Mit einer Geste für den Dialog zwischen den christlichen Kirchen haben die Konferenz der Europäischen Kirchen (CEC) und der Rat der Europäischen Bischofskonferenzen (CCEE) am 5. November in Rom die aktualisierte Version der Charta Oecumenica, ein gemeinsames Dokument, das das Engagement der Kirchen Europas für Einheit, Zusammenarbeit und gemeinsames Zeugnis des Glaubens erneuert, unterzeichnet.
Ein Schritt hin zur „christlichen Einheit“
Die neue Charta Oecumenica wurde vom Erzbischof Nikitas von Thyatira und Großbritannien, Präsident der CEC, und dem Erzbischof Gintaras Grušas von Vilnius, Präsident des CCEE, unterzeichnet. Beide betonten, dass das Dokument einen Aufruf zur Zusammenarbeit und zum gemeinsamen Zeugnis des Glaubens darstellt. „Unser Engagement als Kirchen ist nicht abstrakt: Es ist verwurzelt in einem geteilten Glauben, der inmitten von Schmerz, Spaltung und Hoffnung gelebt wird“, erklärte Erzbischof Nikitas. „Wir müssen gemeinsam das Evangelium verkünden, die Menschenwürde verteidigen und für Gerechtigkeit, Frieden und den Schutz der Schöpfung arbeiten“.

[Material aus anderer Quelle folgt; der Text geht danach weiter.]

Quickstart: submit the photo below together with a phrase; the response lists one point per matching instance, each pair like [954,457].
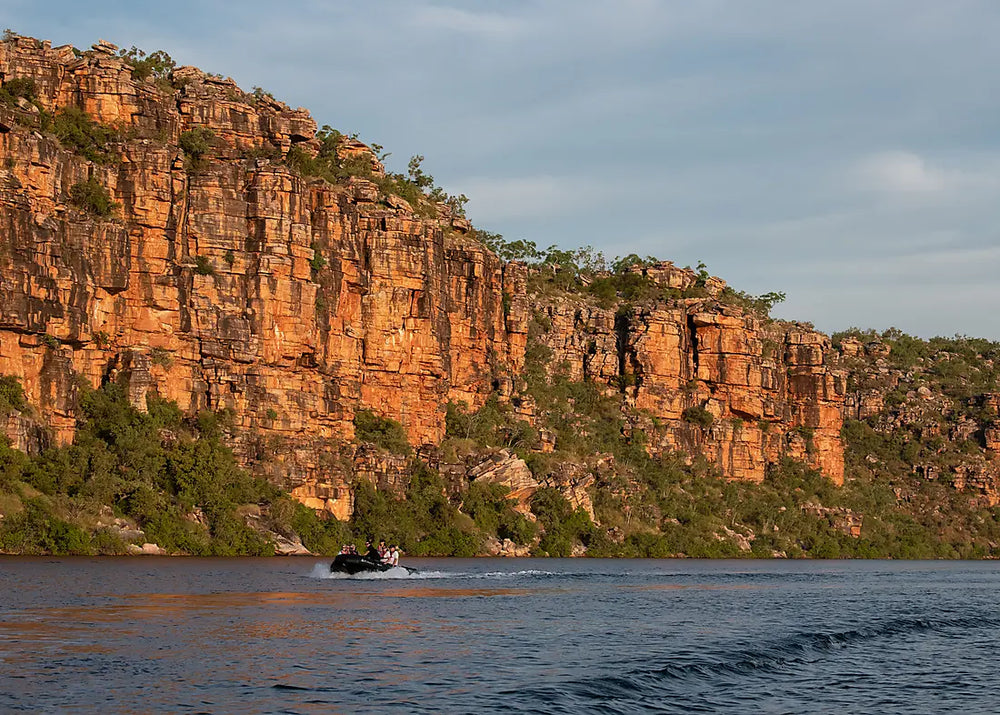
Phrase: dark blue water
[489,635]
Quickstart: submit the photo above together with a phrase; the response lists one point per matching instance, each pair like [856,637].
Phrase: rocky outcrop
[714,379]
[235,284]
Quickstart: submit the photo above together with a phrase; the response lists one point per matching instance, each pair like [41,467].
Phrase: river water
[135,635]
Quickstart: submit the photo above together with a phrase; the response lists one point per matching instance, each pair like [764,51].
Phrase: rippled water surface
[487,635]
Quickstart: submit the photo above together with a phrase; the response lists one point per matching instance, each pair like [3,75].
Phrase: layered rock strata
[232,283]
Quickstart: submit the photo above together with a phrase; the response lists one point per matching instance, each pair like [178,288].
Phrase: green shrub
[196,143]
[380,431]
[492,511]
[157,65]
[77,131]
[92,197]
[17,88]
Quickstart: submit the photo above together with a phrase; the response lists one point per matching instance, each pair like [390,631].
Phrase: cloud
[438,17]
[495,200]
[902,172]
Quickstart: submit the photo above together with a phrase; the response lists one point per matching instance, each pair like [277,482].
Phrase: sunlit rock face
[231,283]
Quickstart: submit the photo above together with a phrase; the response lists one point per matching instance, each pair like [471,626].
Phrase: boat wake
[782,657]
[321,570]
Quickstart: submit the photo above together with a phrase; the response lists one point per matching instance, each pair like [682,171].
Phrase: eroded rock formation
[231,282]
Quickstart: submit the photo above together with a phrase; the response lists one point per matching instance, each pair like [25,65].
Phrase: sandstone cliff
[228,281]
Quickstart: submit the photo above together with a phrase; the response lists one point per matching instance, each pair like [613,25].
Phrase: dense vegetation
[158,476]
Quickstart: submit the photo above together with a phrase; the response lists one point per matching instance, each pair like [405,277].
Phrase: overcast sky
[846,153]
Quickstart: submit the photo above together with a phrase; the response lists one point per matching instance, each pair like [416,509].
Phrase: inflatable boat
[356,563]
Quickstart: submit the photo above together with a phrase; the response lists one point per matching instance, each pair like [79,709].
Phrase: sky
[845,153]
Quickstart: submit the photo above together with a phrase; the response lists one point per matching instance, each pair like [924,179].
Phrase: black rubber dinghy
[356,563]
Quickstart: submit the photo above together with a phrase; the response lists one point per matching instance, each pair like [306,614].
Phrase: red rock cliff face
[208,289]
[237,284]
[765,386]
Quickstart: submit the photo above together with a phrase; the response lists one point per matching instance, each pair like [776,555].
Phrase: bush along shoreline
[135,478]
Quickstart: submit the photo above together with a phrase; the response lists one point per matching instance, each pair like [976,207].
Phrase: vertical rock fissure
[693,339]
[623,319]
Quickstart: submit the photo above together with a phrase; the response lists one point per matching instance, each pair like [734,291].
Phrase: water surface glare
[491,635]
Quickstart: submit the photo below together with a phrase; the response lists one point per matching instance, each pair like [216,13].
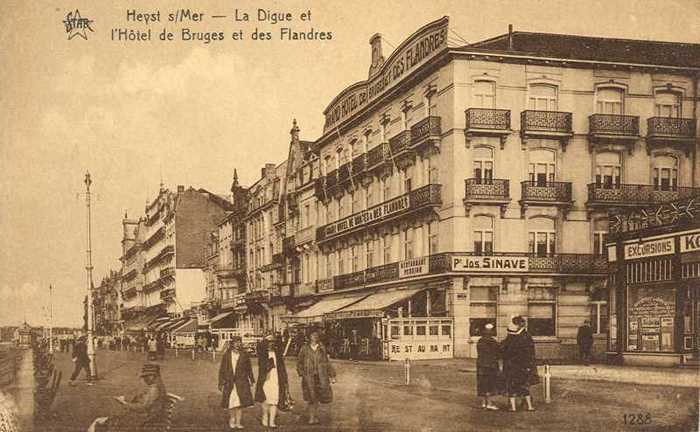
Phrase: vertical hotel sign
[411,54]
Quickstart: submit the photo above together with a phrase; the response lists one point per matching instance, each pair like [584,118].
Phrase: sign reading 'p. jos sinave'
[502,264]
[370,215]
[417,50]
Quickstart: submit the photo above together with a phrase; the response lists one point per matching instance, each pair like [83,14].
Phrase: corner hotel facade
[461,185]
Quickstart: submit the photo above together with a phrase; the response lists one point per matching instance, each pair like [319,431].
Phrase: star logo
[76,25]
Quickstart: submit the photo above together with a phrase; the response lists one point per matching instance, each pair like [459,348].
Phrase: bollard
[407,370]
[547,383]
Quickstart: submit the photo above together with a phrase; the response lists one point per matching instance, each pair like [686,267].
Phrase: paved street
[371,397]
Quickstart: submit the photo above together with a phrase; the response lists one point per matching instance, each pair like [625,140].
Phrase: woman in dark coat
[271,389]
[487,369]
[519,362]
[235,379]
[316,374]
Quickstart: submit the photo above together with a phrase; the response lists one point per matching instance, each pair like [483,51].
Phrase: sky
[189,113]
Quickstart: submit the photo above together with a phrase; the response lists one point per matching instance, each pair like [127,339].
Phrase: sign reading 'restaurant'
[650,248]
[501,264]
[410,55]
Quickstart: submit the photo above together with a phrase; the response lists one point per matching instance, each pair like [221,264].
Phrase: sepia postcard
[309,215]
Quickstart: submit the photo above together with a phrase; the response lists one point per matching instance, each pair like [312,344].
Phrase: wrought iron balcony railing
[546,191]
[635,194]
[556,122]
[487,119]
[426,196]
[429,128]
[671,127]
[400,143]
[613,125]
[481,189]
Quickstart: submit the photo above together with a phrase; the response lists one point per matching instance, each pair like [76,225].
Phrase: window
[542,97]
[542,167]
[354,259]
[483,235]
[387,249]
[433,239]
[600,236]
[484,94]
[668,104]
[369,250]
[387,188]
[408,243]
[665,173]
[541,311]
[341,262]
[608,168]
[541,236]
[482,309]
[483,165]
[610,101]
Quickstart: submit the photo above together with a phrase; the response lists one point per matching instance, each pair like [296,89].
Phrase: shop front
[657,279]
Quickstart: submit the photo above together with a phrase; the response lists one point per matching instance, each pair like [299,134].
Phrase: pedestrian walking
[487,369]
[235,379]
[519,362]
[585,342]
[317,374]
[271,389]
[152,345]
[80,360]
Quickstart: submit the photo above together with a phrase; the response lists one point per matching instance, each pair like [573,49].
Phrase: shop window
[610,101]
[665,173]
[668,104]
[484,95]
[541,236]
[542,167]
[652,311]
[482,309]
[483,235]
[608,170]
[542,97]
[541,311]
[483,165]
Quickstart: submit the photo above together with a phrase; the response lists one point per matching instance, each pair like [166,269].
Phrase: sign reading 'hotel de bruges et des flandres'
[415,51]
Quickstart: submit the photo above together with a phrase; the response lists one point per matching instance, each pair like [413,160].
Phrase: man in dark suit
[585,341]
[80,359]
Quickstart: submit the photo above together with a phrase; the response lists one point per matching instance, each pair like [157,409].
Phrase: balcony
[670,131]
[545,194]
[481,191]
[379,157]
[487,122]
[426,133]
[417,200]
[613,127]
[546,124]
[635,195]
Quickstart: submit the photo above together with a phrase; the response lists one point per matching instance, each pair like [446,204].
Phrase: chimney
[510,37]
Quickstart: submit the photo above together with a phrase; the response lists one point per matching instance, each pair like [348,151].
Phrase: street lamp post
[88,267]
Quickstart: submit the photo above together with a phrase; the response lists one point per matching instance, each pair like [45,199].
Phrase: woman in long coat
[316,374]
[271,389]
[487,369]
[235,379]
[519,362]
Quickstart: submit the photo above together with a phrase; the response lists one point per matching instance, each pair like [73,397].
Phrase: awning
[373,305]
[315,312]
[189,326]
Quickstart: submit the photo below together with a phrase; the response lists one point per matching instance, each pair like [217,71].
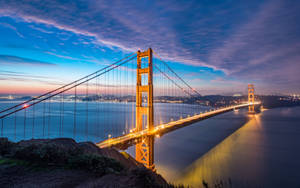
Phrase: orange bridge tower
[144,108]
[251,98]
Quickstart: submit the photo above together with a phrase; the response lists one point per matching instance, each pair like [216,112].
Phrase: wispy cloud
[16,60]
[249,40]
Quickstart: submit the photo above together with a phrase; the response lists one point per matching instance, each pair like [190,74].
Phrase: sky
[217,46]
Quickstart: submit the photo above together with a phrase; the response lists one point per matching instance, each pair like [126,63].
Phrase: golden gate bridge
[120,92]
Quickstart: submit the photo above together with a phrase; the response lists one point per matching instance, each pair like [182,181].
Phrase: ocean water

Der Erzbischof Grušas hingegen unterstrich, dass die neue Charta „in einem entscheidenden Moment für Europa“ kommt, indem sie Werkzeuge bietet, um vereint „auf die Wunden des Krieges, das Drama der Migranten und die ethischen Herausforderungen der neuen Technologien“ zu reagieren. Er insistierte auch auf der Notwendigkeit, die Jugendlichen in den Aufbau der christlichen Einheit einzubeziehen und Räume für Versöhnung und Dialog zu schaffen.

Eine christliche Vision für die aktuellen Herausforderungen
Ursprünglich 2001 unterzeichnet, ist die Charta Oecumenica seitdem ein Referenztext für die ökumenische Bewegung in Europa gewesen. Die aktualisierte Version, veröffentlicht im Jahr der Erinnerung an die 1700 Jahre des Konzils von Nicäa, reagiert auf einen sich wandelnden sozialen, kulturellen und religiösen Kontext. Das Dokument bekräftigt das Engagement der Kirchen für Frieden und Versöhnung, die Aufnahme von Migranten und Flüchtlingen, den Schutz der Schöpfung und den Dialog mit den jüdischen und muslimischen Gemeinschaften. Darüber hinaus behandelt es die ethischen Implikationen der aufkommenden Technologien und weist den Jugendlichen eine herausragende Rolle als Protagonisten des Ökumenismus zu.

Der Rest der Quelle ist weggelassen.